SPACE AND COSMIC RAY PHYSICS SEMINAR

University of Maryland
Atlantic Building, Room 2400 4:30 PM Monday, February 28, 2011
Coffee, Tea & Snacks 4:15-4:30 PM

Mr. Yi-Hsin Liu
University of Maryland

The kinetic structure of collisionless slow shocks

A 2-D Riemann problem in Particle-In-Cell simulations is designed to study the development and dynamics of the slow shocks that are thought to form at the boundaries of reconnection exhausts. Unanswered questions remain concerning the kinetic structure of such shocks in a collisionless plasma and the associated mechanisms leading to particle heating (such as suggested in the context of solar flares and the solar wind). Simulations are carried out for varying ratios of normal magnetic field to the transverse upstream magnetic field ( i.e., propagation angle with respect to the upstream magnetic field). When the angle is sufficiently oblique, the simulations reveal a large firehose-sense (P|| > P) temperature anisotropy in the downstream region, accompanied by a transition from a coplanar slow shock to a non-coplanar rotational mode. In the downstream region the firehose stability parameter ε = 1 - μ0(P|| - P) / B2 tends to lock into 0.25. This balance arises from the competition between counterstreaming ions, which drives ε down, and the scattering due to ion inertial scale waves, which are driven unstable by the downstream rotational wave. At very oblique propagating angles, 2-D turbulence also develops in the downstream region.

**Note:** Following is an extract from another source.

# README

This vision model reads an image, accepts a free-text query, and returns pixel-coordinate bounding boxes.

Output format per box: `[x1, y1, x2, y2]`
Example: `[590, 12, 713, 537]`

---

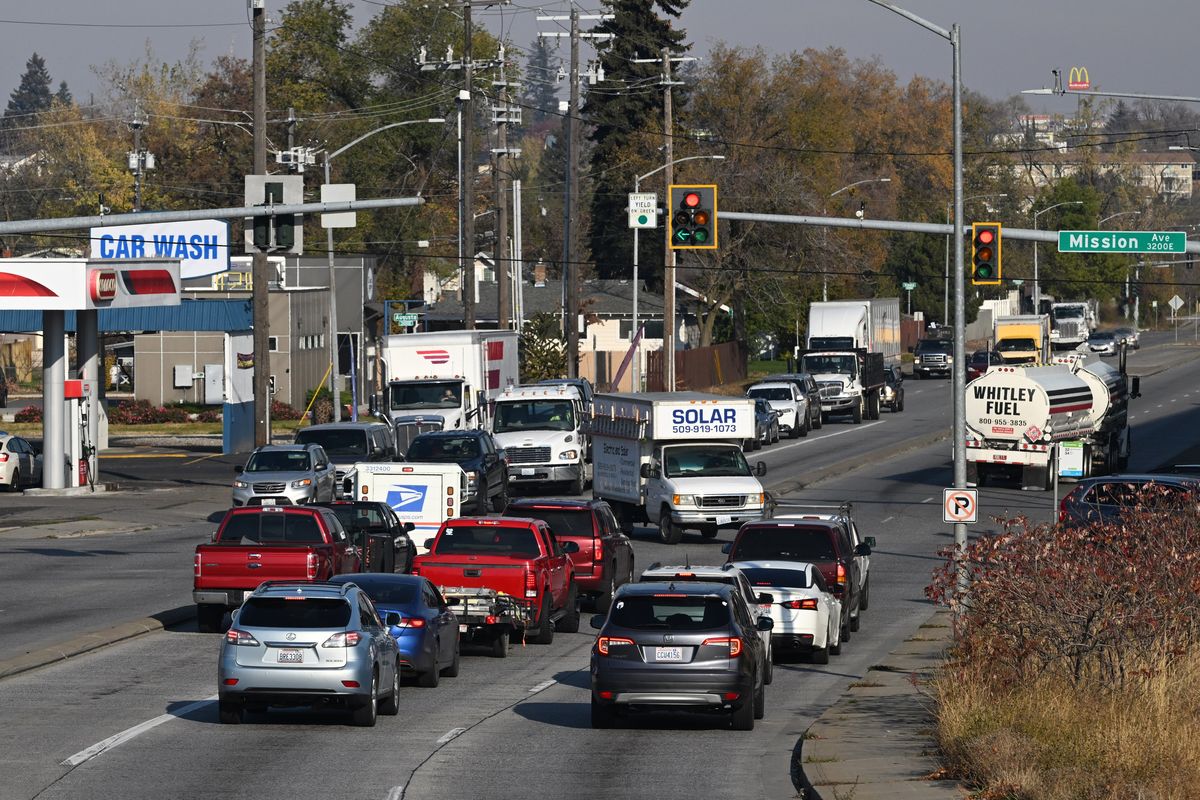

An explanation for the critical value 0.25 is proposed by examining anisotropic fluid theories, in particular the Anisotropic Derivative Nonlinear-Schrödinger-Burgers equations, with an intuitive model of the energy closure for the downstream counterstreaming ions. The anisotropy value of 0.25 is significant because it is closely related to the location where the slow and intermediate waves propagate at the same speed, and corresponds to the lower bound of the coplanar to non-coplanr transition that occurs inside a compound slow shock(SS)/rotational discontinuity(RD) wave. This work implies that it is a pair of compound SS/RD waves that bound the reconnection outflow, instead of a pair of switch-off slow shocks as in Petschek's model. This fact might explain the rareness of the in-situ observation of Petschek-reconnection-associated slow shocks.